# Neural Network Decompression Without Storing Weights

#### 1. Arithmetic Coding for compressing sequences of digits (i.e. 000100) based on the probability of 0/1
Arithmetic coding is a method that compresses data by representing a sequence of symbols (like '0' and '1') as a single fractional number between 0 and 1. Instead of representing each symbol with a fixed number of bits, arithmetic coding allocates a range within that fraction based on the symbol's predicted probability.

Key Points:
- Probability Distribution: The efficiency of arithmetic coding depends on how well we understand the probability distribution of the symbols. In our case, it's the likelihood of encountering '0' or '1' in the sequence.
- Compression Efficiency: The better we can predict the distribution (i.e., the more accurate our probabilities), the more efficient our compression will be. For example, if '0' is highly probable and we predict it correctly, it gets a larger range and thus requires fewer bits to represent.
- Neural Networks & Compression: If we can optimally learn the probability distribution for 0/1 with a NN, we can achieve a better compression

In [96]:
!pip install arithmetic_compressor



In [97]:
import numpy as np
from arithmetic_compressor import AECompressor
from arithmetic_compressor.models import StaticModel

# Create the model, with the probability of 0 being 0.65 and 1 being 0.35 (arbitrary)
# The better we learn the probabilities, the better the compression
model = StaticModel({'0': 0.8, '1': 0.20})

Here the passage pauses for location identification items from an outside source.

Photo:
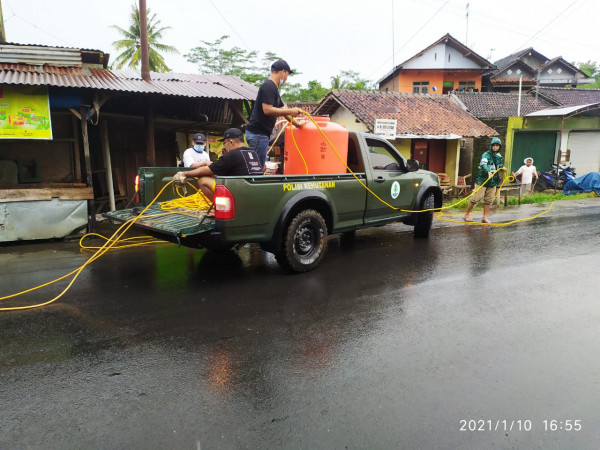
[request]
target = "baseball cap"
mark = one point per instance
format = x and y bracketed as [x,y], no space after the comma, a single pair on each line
[199,137]
[280,64]
[232,133]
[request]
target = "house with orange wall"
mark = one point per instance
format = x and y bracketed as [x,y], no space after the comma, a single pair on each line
[446,65]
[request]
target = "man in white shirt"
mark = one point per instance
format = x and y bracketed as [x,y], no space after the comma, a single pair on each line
[197,154]
[527,172]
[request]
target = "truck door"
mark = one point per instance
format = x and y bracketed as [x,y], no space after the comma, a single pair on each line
[390,180]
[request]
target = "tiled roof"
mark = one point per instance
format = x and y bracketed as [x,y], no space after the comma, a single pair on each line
[417,114]
[488,105]
[186,85]
[569,96]
[503,63]
[483,63]
[525,81]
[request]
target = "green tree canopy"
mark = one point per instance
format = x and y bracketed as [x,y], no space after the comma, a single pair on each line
[130,44]
[214,58]
[592,70]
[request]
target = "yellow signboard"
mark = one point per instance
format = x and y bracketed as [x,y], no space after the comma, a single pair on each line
[24,112]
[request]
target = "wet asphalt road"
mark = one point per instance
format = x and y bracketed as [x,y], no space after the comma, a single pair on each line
[390,343]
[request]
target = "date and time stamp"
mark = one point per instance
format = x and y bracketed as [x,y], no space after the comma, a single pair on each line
[547,425]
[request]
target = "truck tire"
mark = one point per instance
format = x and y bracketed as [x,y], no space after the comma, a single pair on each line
[304,243]
[423,220]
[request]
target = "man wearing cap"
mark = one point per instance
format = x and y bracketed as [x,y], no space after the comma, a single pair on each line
[236,160]
[267,108]
[527,172]
[197,154]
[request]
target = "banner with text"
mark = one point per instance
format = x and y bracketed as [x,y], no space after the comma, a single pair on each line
[386,128]
[24,112]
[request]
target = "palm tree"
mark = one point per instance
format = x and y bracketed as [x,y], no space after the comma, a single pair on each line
[131,55]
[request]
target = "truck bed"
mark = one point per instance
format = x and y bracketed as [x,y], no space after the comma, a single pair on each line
[173,223]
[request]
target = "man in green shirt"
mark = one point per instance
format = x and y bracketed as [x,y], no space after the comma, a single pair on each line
[489,163]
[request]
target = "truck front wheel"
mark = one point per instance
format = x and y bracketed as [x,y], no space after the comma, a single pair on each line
[424,219]
[304,243]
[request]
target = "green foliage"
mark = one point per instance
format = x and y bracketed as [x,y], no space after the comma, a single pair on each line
[348,79]
[214,58]
[592,70]
[130,44]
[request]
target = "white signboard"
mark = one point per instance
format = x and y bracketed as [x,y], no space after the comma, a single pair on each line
[386,128]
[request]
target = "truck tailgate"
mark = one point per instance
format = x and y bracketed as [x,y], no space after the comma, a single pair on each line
[172,223]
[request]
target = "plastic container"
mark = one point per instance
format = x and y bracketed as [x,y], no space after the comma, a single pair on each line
[318,154]
[271,168]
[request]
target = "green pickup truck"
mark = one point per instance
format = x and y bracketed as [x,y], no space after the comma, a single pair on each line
[291,215]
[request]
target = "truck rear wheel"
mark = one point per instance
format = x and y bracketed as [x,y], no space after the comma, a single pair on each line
[304,244]
[423,220]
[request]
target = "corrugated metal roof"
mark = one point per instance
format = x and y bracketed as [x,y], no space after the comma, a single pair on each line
[40,55]
[186,85]
[564,111]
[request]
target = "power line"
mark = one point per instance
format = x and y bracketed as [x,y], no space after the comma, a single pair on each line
[545,26]
[232,29]
[411,38]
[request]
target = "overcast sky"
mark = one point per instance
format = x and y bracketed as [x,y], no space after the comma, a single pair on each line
[321,38]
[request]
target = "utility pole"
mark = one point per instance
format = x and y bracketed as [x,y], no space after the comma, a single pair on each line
[393,51]
[2,31]
[144,41]
[467,34]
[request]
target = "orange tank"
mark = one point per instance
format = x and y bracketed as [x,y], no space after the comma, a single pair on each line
[318,154]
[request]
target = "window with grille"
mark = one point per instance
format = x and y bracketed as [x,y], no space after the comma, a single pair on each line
[420,87]
[466,86]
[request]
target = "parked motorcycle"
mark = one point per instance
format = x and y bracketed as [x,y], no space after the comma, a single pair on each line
[556,178]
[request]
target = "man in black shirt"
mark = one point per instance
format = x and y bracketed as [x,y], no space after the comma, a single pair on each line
[267,108]
[236,160]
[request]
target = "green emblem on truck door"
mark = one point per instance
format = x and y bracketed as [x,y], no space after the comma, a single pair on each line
[395,190]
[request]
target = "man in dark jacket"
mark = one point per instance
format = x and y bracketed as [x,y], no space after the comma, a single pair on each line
[236,160]
[489,163]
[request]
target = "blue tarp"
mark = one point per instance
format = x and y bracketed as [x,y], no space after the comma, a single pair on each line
[586,183]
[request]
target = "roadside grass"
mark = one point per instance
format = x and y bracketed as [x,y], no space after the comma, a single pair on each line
[538,197]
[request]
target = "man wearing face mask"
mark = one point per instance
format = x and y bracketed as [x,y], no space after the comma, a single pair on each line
[487,177]
[267,108]
[197,154]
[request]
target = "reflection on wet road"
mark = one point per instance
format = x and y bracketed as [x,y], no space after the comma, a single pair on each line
[388,344]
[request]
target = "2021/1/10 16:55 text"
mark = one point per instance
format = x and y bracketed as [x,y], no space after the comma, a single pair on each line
[495,425]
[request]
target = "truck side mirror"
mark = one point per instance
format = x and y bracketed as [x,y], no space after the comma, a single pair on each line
[412,165]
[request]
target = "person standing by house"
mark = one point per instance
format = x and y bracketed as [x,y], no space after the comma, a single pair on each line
[527,172]
[198,153]
[489,163]
[267,107]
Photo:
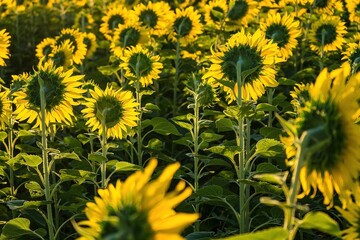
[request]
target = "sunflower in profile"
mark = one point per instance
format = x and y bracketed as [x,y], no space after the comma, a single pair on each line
[116,108]
[149,66]
[44,48]
[215,13]
[128,35]
[5,108]
[185,25]
[153,17]
[255,52]
[114,16]
[241,12]
[62,91]
[333,105]
[91,44]
[62,55]
[327,34]
[77,41]
[4,46]
[138,208]
[283,30]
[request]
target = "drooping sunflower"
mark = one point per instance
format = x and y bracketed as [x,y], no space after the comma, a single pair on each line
[154,17]
[138,208]
[254,52]
[149,66]
[5,108]
[4,46]
[327,34]
[44,48]
[185,25]
[62,89]
[77,41]
[283,30]
[241,12]
[128,35]
[117,108]
[333,106]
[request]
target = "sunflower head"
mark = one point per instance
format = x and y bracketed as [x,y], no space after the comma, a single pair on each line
[138,208]
[330,164]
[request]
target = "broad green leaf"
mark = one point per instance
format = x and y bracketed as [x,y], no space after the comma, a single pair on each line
[269,148]
[126,166]
[322,222]
[163,126]
[275,233]
[32,160]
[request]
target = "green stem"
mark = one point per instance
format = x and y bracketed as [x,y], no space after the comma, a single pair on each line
[47,185]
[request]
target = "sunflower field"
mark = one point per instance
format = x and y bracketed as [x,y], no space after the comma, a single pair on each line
[180,119]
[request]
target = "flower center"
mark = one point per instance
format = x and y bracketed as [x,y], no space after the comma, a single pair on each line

# create an arithmetic coder
coder = AECompressor(model)

# encode some data
data = "000000"

# Compress, convert to string
compressed = coder.compress(data)
compressed_str = "".join([str(s) for s in coder.compress(data)])

# Decompress
N = len(data)
decoded = coder.decompress(compressed, N)
decoded_str = "".join([str(s) for s in coder.decompress(compressed, N)])

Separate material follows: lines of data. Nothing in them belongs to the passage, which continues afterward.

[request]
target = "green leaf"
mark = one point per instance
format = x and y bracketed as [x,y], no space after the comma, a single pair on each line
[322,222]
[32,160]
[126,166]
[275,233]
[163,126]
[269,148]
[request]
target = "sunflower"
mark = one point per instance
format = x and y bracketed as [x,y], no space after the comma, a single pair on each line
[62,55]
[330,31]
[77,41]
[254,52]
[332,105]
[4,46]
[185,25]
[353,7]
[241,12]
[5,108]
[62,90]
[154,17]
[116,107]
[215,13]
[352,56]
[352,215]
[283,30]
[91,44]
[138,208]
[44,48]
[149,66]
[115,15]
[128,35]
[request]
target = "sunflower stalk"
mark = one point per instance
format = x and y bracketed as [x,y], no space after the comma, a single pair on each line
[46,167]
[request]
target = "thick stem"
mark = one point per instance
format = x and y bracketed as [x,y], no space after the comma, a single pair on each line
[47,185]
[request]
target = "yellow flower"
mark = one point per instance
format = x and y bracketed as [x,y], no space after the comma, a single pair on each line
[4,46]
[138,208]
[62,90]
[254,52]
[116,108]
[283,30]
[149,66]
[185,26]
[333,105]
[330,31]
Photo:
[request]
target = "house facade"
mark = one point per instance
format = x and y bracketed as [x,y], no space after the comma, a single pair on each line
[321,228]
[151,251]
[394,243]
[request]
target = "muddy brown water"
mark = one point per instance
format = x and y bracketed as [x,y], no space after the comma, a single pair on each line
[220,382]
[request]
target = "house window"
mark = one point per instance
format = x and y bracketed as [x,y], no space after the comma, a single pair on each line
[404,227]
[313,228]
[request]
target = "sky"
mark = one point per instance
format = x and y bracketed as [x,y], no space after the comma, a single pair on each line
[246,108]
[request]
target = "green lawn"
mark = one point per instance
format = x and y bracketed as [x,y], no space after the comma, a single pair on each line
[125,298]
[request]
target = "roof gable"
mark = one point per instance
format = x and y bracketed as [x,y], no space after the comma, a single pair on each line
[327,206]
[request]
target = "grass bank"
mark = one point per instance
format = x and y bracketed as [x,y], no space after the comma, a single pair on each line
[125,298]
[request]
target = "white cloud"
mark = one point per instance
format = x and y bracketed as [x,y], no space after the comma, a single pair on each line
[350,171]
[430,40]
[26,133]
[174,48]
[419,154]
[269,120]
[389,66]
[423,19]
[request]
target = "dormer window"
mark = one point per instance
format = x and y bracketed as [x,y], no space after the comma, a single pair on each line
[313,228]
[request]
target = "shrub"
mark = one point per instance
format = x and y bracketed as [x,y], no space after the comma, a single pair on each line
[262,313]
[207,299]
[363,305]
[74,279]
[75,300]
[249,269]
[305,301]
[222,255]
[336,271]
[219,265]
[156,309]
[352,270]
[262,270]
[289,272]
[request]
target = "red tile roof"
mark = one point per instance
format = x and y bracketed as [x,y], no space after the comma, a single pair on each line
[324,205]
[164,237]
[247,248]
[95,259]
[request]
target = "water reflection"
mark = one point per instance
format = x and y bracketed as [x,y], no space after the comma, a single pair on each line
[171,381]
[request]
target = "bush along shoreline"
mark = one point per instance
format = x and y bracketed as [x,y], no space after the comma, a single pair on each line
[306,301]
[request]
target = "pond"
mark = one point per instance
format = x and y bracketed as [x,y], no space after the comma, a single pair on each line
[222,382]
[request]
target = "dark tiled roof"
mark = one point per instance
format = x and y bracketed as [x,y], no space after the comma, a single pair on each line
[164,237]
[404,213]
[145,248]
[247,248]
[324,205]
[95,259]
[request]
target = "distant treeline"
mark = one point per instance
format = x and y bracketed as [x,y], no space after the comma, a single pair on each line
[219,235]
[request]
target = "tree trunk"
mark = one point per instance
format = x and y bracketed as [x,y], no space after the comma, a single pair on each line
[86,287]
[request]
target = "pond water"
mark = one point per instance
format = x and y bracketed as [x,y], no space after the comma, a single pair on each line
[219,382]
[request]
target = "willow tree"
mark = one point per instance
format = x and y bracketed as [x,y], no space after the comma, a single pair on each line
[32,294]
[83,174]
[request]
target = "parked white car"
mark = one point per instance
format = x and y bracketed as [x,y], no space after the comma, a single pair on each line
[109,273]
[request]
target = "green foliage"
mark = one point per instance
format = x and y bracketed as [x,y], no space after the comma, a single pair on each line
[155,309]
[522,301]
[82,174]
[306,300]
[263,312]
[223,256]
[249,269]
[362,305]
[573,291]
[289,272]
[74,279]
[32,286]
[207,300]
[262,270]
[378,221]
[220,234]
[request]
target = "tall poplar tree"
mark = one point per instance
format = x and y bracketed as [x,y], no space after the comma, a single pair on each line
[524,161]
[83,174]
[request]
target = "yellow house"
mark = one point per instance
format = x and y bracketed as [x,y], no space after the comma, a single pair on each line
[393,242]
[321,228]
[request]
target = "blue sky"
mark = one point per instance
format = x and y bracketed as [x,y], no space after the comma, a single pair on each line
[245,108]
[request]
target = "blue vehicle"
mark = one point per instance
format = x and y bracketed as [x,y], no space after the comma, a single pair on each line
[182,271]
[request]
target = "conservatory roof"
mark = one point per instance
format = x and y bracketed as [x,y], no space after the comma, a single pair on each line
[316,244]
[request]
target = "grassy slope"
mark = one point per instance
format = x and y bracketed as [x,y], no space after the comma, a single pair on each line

print(f"Data: ({len(data)}): {data}")
print(f"Compressed ({len(compressed_str)}): {compressed_str}")
print(f"Decoded ({len(decoded_str)}): {decoded_str}")
print(f"Compression ratio: {len(data) / len(compressed):.2f}")

Data: (6): 000000
Compressed (2): 01
Decoded (6): 000000
Compression ratio: 3.00


#### Neural network compression using an Arithmetic Coder, by learning probabilities for 0/1

In [98]:
import torch
import torch.nn as nn
import torch.optim as optim

import torch.nn as nn

class BasicLSTM(nn.Module):
    def __init__(self, input_dim, hidden_dim, output_dim, fixed_value=0.1):
        super(BasicLSTM, self).__init__()

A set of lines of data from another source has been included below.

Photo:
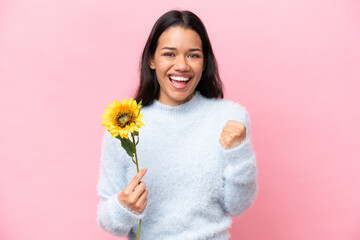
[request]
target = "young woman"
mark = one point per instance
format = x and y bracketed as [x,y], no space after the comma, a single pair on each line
[196,147]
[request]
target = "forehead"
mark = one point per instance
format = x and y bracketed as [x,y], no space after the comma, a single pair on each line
[180,38]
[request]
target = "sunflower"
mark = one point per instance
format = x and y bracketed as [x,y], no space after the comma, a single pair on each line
[123,117]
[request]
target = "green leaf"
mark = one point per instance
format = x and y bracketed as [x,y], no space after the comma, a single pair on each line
[127,145]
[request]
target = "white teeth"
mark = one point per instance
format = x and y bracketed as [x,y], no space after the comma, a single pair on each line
[179,78]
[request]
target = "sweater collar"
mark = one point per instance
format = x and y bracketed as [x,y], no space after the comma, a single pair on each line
[182,109]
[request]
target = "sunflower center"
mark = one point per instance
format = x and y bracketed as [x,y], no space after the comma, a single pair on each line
[125,118]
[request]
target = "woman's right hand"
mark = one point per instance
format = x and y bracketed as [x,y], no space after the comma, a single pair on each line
[135,199]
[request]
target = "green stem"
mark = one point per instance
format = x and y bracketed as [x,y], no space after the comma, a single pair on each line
[137,168]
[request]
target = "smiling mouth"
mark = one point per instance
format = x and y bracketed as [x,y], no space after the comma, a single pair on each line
[179,79]
[179,82]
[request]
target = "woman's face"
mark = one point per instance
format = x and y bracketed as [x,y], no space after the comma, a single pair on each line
[179,63]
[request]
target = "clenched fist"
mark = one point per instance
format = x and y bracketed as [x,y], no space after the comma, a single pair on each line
[134,195]
[232,134]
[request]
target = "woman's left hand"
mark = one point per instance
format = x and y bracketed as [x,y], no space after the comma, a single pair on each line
[233,133]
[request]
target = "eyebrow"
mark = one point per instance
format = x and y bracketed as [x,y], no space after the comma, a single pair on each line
[173,49]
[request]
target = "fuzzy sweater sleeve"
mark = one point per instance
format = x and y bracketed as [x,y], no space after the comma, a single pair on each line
[239,177]
[112,216]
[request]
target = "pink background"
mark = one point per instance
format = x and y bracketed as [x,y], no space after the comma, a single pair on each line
[295,65]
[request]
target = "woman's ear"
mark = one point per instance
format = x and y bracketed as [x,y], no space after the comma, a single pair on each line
[151,63]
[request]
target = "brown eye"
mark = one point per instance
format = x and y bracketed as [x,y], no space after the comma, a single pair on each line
[168,54]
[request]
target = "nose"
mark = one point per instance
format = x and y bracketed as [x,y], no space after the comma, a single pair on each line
[181,64]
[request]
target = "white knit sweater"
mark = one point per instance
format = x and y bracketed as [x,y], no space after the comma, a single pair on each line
[194,183]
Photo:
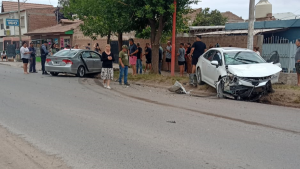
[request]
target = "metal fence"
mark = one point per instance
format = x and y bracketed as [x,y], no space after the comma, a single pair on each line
[282,47]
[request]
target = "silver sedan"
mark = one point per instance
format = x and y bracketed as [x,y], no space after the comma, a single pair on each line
[74,61]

        self.lstm = nn.LSTM(input_dim, hidden_dim, batch_first=True)
        self.fc = nn.Linear(hidden_dim, output_dim)
        self.softmax = nn.Softmax(dim=1)

        # Setting fixed initial values for weights and biases
        with torch.no_grad():
            # For LSTM layer
            self.lstm.weight_ih_l0.fill_(fixed_value)
            self.lstm.weight_hh_l0.fill_(fixed_value)
            self.lstm.bias_ih_l0.fill_(fixed_value)
            self.lstm.bias_hh_l0.fill_(fixed_value)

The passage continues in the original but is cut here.